The latency of Ceph placement group splitting

When failure occurs in Ceph, or when more OSDs are added to a cluster, data moves around to re-replicate objects or to re-balance data placement. This movement is minimized by design, but sometimes it is necessary to scale the system in a way that causes a lot of data movement, and will have an impact on performance (though in practice this is a rare event for which scheduled downtime may be reasonable). This post examines very briefly the performance impact in a constrained set of microbenchmarks.

An object in RADOS maps to a placement group, and each placement group maps to one or more physical devices. The essence of the first mapping is captured by the function pg = hash(oid) % pg_num which given an object name oid selects a target placement group from the range 0..pg_num. The second mapping is more complex, based on CRUSH, but computes something analogous to osd = hash(pg) % pgp_num where pgp_num is the number of placement group placements, or something like the number of OSDs being considered for placement (I think this definition may not be very precise). The important thing is that when OSDs are added, a minimum number of placement groups are moved (and by extension a minimum number of objects).
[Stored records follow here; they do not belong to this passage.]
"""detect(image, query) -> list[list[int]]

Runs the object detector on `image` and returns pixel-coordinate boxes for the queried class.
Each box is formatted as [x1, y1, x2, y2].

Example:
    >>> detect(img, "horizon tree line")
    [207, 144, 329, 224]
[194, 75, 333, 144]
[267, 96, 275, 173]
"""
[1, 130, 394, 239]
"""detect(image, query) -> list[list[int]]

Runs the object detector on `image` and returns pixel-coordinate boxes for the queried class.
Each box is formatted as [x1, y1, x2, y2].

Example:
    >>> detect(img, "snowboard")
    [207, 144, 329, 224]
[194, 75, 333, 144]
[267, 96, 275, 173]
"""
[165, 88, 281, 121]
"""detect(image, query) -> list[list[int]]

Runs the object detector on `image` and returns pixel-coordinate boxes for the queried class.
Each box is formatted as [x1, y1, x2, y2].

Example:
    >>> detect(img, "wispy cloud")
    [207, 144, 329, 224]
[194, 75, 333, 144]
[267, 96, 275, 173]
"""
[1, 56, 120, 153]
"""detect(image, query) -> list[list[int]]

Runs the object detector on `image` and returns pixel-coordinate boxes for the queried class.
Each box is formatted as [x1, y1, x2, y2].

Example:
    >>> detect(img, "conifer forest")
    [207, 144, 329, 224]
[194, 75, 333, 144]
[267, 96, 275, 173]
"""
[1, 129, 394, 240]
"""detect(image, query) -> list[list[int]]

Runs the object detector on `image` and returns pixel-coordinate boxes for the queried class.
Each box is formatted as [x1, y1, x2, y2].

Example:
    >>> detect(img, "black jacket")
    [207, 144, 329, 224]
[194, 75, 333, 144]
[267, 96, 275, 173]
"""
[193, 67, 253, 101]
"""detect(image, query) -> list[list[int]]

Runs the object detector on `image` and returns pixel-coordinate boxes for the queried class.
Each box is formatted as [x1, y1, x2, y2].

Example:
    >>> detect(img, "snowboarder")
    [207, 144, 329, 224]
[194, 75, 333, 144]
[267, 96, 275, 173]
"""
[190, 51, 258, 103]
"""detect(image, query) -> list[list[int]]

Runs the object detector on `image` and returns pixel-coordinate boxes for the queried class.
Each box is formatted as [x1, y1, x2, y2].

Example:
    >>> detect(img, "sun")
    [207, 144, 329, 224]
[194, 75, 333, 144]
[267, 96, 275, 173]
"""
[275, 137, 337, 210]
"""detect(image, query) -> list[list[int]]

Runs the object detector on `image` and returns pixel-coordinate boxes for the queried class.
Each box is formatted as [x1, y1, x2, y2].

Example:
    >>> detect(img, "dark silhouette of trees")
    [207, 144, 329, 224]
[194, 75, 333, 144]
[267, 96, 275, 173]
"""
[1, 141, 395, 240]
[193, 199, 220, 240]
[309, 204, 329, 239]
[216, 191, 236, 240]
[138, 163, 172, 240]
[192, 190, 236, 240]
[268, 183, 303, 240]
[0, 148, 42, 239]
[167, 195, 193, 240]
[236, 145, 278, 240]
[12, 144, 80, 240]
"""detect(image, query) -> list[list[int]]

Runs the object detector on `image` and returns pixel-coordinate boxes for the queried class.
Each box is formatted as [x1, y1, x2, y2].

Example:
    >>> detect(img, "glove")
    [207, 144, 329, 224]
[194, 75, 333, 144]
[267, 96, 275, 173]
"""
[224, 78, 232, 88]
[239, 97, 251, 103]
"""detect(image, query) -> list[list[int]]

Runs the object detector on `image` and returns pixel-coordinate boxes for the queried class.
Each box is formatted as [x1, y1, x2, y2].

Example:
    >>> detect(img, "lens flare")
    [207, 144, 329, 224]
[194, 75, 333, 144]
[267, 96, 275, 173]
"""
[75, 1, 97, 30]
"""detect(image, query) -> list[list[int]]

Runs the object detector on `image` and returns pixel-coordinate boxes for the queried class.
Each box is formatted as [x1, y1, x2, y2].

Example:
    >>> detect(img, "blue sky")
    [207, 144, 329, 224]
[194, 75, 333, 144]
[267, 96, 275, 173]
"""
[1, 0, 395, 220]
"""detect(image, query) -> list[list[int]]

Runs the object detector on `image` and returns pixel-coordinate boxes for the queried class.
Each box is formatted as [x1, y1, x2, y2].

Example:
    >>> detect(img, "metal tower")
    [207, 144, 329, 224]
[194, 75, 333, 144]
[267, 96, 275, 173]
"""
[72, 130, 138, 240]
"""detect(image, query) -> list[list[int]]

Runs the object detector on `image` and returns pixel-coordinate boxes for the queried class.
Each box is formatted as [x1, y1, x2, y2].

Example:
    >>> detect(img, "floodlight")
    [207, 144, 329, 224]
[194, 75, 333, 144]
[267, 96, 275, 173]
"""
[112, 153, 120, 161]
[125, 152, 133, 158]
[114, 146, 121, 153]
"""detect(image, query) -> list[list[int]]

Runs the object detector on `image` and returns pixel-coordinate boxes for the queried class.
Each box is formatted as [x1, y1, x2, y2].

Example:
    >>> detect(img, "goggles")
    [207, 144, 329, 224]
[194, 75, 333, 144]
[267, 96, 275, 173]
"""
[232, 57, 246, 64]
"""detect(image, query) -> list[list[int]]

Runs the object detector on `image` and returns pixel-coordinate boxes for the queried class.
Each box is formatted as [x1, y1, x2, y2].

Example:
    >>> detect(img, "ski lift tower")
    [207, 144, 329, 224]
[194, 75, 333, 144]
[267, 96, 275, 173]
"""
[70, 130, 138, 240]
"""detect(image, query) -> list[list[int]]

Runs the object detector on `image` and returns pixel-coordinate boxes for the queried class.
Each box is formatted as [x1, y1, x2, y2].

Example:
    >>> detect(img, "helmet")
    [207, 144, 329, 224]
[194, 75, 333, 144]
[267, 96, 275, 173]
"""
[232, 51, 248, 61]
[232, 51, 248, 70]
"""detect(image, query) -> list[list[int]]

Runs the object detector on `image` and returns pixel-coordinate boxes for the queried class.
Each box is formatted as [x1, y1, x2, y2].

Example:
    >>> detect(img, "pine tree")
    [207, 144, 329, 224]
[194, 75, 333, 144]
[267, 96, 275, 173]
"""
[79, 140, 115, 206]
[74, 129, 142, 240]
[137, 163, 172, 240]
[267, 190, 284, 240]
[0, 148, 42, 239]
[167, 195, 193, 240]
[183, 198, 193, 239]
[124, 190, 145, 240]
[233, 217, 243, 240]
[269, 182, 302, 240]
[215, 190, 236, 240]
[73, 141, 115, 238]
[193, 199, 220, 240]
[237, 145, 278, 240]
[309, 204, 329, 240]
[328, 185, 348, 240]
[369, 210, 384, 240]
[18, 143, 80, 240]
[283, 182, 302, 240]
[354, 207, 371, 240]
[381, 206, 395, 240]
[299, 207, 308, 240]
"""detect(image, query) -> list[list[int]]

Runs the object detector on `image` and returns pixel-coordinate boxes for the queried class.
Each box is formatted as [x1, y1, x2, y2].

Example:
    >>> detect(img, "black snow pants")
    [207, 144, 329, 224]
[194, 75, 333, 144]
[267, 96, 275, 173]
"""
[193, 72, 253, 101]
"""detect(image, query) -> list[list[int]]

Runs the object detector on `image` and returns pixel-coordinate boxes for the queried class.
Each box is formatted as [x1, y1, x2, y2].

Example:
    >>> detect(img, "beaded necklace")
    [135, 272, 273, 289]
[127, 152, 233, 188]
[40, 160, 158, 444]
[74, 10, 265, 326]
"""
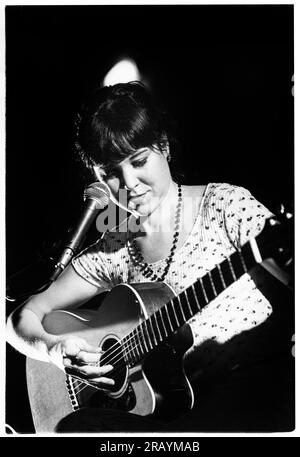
[128, 184, 182, 282]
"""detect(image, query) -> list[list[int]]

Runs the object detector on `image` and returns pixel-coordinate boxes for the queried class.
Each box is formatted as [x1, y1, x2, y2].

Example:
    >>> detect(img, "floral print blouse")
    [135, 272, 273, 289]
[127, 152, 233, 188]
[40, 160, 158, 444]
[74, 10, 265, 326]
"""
[72, 183, 275, 376]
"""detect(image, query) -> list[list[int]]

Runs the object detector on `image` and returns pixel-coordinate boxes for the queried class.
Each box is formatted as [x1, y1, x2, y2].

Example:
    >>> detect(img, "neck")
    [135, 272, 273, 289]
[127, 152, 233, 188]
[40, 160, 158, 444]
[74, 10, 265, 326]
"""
[138, 180, 179, 234]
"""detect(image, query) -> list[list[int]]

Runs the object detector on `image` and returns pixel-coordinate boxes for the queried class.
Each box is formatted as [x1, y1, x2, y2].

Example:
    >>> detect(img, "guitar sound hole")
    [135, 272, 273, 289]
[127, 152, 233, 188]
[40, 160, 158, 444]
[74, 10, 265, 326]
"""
[101, 336, 128, 394]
A typical Ceph deployment will choose a large number of placement groups, on the order of 100s per OSD, so when new hardware is added some placement groups can be re-mapped for balancing, but it is proportional to the expansion of the cluster. When the ratio of PGs to OSDs becomes small adding new placement groups may be required. In affect the addition of placement groups changes the mapping between objects and placement groups, and can incur significant data movement as PGs are effectively being split. In this post we are interested in what the effect of this splitting is on client operation latency.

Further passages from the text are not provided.